Interesting that you vote on individual issues as well. Up here, we vote for the candidate, and the canditate alone. Or rather, the candidate's party. So the ballot is the size of cue-card, and voting takes a good ten seconds. Hopefully, there is a party which reflects your own beliefs.

I can see the advantages of your system, despite the complications. Though I much prefer the multi-party system.

Congrats again,

-Steve E.


Steve Evil <evening_tsar@hotmail.com>
Toronto, - Wednesday, November 8 2006 11:9:29

Congratulations friends, on sending the rats packing! And a great big "Thank You" on behalf of the rest of the world. We share in your joy.


Interesting that you vote on individual issues as well. Up here,


Adam-Troy Castro <adamcastro999ATyahoo.com>
- Wednesday, November 8 2006 10:15:26

Heh!
Even Somebody who should be up against the wall can still see the handwriting on it.

Rumsfeld's resigning.

How much do you think that has to do with hoping that they won't come after him, now?

Gad, this is satisfying.

(BTW: It takes me a LONG time to emerge from the voting booth. My wife, who is far better informed than I am on the judicial, county, and resolution levels, is one-two-three done. I vote with great care, and double-check what I've done.)
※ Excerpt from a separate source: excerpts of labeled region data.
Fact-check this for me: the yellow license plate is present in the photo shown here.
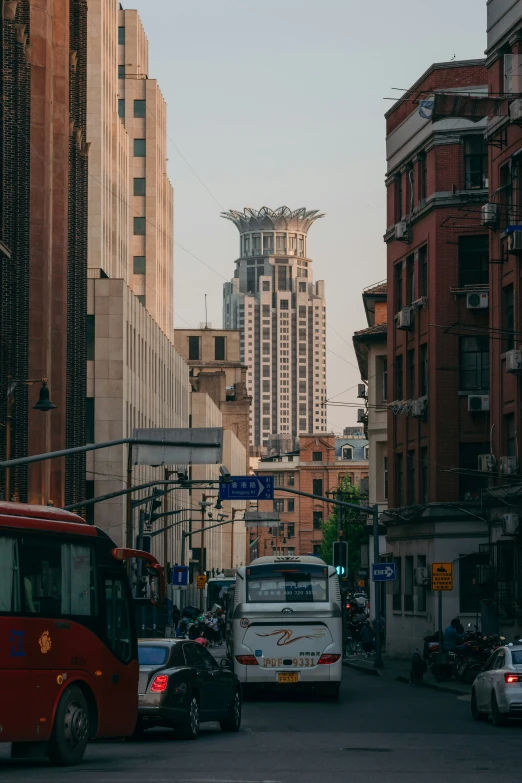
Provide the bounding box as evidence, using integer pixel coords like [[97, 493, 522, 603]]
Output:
[[277, 672, 299, 682]]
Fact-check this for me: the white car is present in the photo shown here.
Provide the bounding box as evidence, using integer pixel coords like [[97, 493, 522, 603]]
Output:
[[471, 644, 522, 726]]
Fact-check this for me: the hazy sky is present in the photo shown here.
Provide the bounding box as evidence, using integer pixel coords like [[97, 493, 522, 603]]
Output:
[[129, 0, 486, 430]]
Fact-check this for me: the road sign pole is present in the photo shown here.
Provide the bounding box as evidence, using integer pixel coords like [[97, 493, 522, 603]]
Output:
[[373, 503, 384, 669]]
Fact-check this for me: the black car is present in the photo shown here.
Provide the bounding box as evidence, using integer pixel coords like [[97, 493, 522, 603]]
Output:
[[134, 639, 241, 739]]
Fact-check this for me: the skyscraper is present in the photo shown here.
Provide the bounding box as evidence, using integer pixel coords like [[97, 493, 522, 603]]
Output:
[[222, 207, 326, 448]]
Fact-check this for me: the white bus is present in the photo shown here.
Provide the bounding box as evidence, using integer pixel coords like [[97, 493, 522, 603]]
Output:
[[227, 556, 343, 698]]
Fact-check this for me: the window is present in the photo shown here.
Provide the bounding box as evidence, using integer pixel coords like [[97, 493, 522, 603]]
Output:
[[134, 139, 147, 158], [404, 555, 413, 612], [85, 397, 96, 443], [406, 451, 415, 506], [459, 235, 489, 286], [419, 245, 428, 296], [214, 336, 226, 362], [189, 335, 200, 361], [395, 261, 402, 313], [133, 217, 146, 236], [134, 177, 146, 196], [464, 136, 488, 190], [504, 413, 517, 457], [459, 335, 489, 391], [134, 100, 147, 119], [392, 557, 402, 612], [419, 446, 428, 503], [85, 315, 95, 361], [395, 354, 404, 400], [408, 349, 415, 400], [502, 285, 515, 351]]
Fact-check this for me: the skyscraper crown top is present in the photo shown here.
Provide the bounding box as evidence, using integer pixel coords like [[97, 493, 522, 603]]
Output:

Tally <tally.johnson@gmail.com>
Chester, SC - Wednesday, November 8 2006 9:46:55

yesterday
Harlan- My wife feels your pain about losing a spouse to the polls. I put in a 20 hour day between pollmanaging, roving to other precincts fixing minor glitches and calling in results for the AP, on a rare mutual day off. SC did not do as well as the rest of the USA, but I'm pleased by the decent turnout and by the good guys taking the House back. Now for Montana and VA to get their S@$T together and give us the Senate. Thanks to Susan and all the other folks who let this election go off fairly smoothly and to all the folks who voted.
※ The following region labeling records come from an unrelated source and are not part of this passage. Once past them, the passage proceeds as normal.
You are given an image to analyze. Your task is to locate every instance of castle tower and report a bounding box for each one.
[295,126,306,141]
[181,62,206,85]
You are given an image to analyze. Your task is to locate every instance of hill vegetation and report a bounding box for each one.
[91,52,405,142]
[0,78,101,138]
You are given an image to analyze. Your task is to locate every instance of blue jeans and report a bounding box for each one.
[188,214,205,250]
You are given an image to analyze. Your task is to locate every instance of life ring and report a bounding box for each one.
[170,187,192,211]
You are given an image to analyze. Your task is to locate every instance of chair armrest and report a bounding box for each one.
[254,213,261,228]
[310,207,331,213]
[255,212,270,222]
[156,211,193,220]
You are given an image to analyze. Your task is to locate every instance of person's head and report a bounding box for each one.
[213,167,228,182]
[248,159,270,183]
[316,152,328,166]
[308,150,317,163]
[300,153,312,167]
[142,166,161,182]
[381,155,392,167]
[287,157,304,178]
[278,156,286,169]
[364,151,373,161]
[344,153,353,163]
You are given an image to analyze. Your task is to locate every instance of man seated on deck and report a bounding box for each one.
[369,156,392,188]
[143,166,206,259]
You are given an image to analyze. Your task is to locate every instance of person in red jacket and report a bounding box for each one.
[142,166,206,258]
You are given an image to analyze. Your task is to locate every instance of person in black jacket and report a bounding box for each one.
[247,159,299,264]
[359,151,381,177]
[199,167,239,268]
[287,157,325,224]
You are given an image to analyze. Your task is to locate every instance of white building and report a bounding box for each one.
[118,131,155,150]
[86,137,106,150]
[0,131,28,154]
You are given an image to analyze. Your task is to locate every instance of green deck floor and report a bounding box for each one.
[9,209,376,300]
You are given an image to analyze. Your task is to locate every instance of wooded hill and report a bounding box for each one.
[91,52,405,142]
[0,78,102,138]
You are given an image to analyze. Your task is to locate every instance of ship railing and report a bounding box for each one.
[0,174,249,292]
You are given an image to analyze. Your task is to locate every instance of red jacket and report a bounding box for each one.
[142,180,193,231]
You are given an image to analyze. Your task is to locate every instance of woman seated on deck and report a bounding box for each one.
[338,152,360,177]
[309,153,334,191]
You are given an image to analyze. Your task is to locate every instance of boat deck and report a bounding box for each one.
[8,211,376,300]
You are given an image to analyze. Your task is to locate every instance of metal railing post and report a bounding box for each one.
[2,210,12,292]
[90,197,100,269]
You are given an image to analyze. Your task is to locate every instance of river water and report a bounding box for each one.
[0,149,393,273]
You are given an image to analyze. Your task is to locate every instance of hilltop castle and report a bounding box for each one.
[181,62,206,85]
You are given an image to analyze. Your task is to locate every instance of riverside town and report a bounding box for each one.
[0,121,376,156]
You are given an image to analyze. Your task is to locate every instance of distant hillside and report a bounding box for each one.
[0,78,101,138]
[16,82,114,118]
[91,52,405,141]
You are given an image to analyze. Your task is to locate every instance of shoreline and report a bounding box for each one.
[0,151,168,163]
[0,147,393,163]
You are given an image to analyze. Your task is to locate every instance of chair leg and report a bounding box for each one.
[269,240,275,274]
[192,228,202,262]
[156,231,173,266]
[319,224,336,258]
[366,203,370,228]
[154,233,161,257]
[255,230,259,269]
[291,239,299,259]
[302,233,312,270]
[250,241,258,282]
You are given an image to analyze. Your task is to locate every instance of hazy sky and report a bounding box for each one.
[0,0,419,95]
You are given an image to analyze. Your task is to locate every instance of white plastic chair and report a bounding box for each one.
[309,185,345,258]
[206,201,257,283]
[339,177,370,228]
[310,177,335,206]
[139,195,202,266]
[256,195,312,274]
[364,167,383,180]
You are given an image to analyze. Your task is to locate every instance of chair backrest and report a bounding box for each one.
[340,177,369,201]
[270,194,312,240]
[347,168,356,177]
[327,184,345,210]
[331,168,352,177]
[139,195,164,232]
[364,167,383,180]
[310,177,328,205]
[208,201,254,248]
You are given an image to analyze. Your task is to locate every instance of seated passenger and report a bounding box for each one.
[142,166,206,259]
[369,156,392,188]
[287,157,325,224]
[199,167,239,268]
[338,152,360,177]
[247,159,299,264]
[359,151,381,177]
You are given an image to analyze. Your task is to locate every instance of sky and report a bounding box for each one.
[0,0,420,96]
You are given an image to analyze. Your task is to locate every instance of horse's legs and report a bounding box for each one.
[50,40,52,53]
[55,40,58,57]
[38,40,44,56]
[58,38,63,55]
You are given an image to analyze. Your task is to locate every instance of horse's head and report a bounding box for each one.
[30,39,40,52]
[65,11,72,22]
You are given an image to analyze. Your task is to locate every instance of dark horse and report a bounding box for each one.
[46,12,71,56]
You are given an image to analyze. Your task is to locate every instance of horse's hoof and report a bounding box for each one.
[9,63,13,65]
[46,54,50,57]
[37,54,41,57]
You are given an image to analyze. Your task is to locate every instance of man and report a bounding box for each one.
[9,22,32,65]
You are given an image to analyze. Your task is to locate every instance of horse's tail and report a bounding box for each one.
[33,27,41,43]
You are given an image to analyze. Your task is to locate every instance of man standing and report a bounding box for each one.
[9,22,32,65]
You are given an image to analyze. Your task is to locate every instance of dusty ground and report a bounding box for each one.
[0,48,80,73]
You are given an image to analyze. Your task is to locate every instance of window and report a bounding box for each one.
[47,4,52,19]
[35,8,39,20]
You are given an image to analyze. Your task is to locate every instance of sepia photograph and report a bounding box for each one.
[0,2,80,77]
Also, the stickers are coming to the Library's graphic novel collection, but hopefully they will merely boost the circ numbers, resulting in more $$ to order them.


Bryan Harmon <Harmon5@msn.com>
Jackson, Kentucky - Wednesday, November 8 2006 9:24:6

The Real Benefit From the Dems Win
I don't expect the new Congress to actually accomplish any meaningful legislation, Bush will veto everything, but you can bet they won't be rubberstamping the President's proposals the way their predecessors did. Even though the election results were a definite repudiation of Mr. Bush's handling of the war in Iraq, there is little Congress can do if the President insists on 'staying the course."

But I believe that the primary benefit of a Democratic congress is that the last two year's of Mr. Bush's presidency will be fruitless. And that's enough for me. The erosion of human rights and national prestige that marked his first six years should finally be over. And if some of the President's worst policies (the Military Commissions Act, the Patriot Act and the domestic eavesdropping, for instance) do end up being overruled by the Supreme Court, the new Congress should pass more reasonable and constitutional versions of the legislation.


Larry <idoubtabout@aol.com>
Norman, Oklahoma - Wednesday, November 8 2006 9:17:1

The Sadness of King George
Yesterday was proof that the bad guys don't ALWAYS win. That said, I can't call the conquest of the House--and maybe the Senate--a Democratic victory as much as a Republican loss. The scandals in the Republican Congress, coupled with the fall from grace of the Rev. Ted Haggard, probably caused some in the Religious Right to think that the law firm of Yahweh, Jesus, & Holy, the Friendly Ghost, has turned against them. Maybe it has.

I was sorry that Joe Lieberman won in Connecticut, as he's little more than a neocon in Democratic clothing. In a perfect world, Lieberman would be a Republican, and Lincoln Chafee, the ONLY Republican in the Senate to vote against authorization for the war with Iraq, would be a Democrat. But perfect it ain't, and Lieberman is in and Chafee is out.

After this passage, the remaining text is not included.